Балинт даже рот раскрыл. – К нам, господин Браник?!
– Как зовут того негодяя? – спросил чиновник, и его глаза вновь ринулись в штыковую атаку на мальчика.
Балинт удивился еще больше. – Вы же сказали, господин Браник, что вызвали его на дуэль! А сами не знаете даже его имени?
– Молчать! – прикрикнул Браник. – Я и смотреть не желаю на такое ничтожество. Кто он, этот негодяй?
– Какой-то родственник господина Фаркаша, – ответил мальчик. – Если хотите, господин Браник, я могу узнать его имя и адрес у господина профессора.
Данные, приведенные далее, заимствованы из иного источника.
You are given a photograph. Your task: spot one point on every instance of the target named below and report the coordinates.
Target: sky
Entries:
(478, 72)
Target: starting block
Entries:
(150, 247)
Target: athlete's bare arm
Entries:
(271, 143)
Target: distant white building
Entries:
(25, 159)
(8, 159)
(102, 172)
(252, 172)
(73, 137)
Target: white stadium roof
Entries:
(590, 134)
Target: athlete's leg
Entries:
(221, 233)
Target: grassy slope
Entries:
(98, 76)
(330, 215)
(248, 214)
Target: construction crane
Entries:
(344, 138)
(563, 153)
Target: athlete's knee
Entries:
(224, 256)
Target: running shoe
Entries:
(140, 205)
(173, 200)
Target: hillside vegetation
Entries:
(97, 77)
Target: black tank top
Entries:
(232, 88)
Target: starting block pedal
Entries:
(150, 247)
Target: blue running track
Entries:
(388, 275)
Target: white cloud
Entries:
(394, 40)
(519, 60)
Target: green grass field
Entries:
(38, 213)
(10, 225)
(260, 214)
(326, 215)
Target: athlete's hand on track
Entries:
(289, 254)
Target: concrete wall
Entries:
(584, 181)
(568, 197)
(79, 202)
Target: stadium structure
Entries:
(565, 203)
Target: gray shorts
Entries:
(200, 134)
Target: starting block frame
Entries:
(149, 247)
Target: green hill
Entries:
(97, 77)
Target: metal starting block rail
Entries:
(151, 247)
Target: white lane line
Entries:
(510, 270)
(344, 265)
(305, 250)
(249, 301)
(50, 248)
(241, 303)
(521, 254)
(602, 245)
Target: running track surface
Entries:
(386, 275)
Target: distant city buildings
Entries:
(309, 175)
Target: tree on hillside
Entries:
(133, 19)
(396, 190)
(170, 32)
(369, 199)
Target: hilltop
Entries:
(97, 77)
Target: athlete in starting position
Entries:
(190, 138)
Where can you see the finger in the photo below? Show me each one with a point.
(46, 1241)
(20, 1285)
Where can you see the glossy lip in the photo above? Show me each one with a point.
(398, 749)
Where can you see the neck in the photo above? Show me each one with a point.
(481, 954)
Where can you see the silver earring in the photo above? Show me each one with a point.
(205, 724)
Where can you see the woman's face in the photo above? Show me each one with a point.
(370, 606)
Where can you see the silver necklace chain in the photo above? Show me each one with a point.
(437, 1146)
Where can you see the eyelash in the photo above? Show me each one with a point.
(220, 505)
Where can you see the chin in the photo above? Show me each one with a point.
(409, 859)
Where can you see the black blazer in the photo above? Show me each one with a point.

– Никому ни слова! – угрожающе воскликнул Браник. – Не видать ему такой чести, чтобы я произнес вслух его имя! – Так, значит, вы не будете подавать на него жалобу? – недоумевал мальчик. – Я пока что в своем уме! – воскликнул Браник-младший, бледнея. Он потрогал повязку на голове и беспокойно оглянулся на дверь. – Если здесь узнают, что я «допустил непочтительные выражения в адрес армии», как утверждает этот идиот, то придется мне, в довершение всего, еще и с должностью распрощаться. Ишь, чего выдумал. Управление крупного предприятия не потерпит, чтобы его служащие непочтительно выражались о национальной армии. – И он метнул на мальчика такой испуганный, затравленный взгляд, что Балинт почти пожалел его.
– Да вы не бойтесь, – воскликнул он весело, – я никому не скажу ни словечка! Как поживает тетя Браник? Вылупились уже ее утята?
Широкие брови под белым тюрбаном еще раз угрожающе взлетели. – Никому ни слова, слышишь! Да будь я на его месте, будь на мне мундир нашей армии, вероятно, я и сам поколотил бы себя…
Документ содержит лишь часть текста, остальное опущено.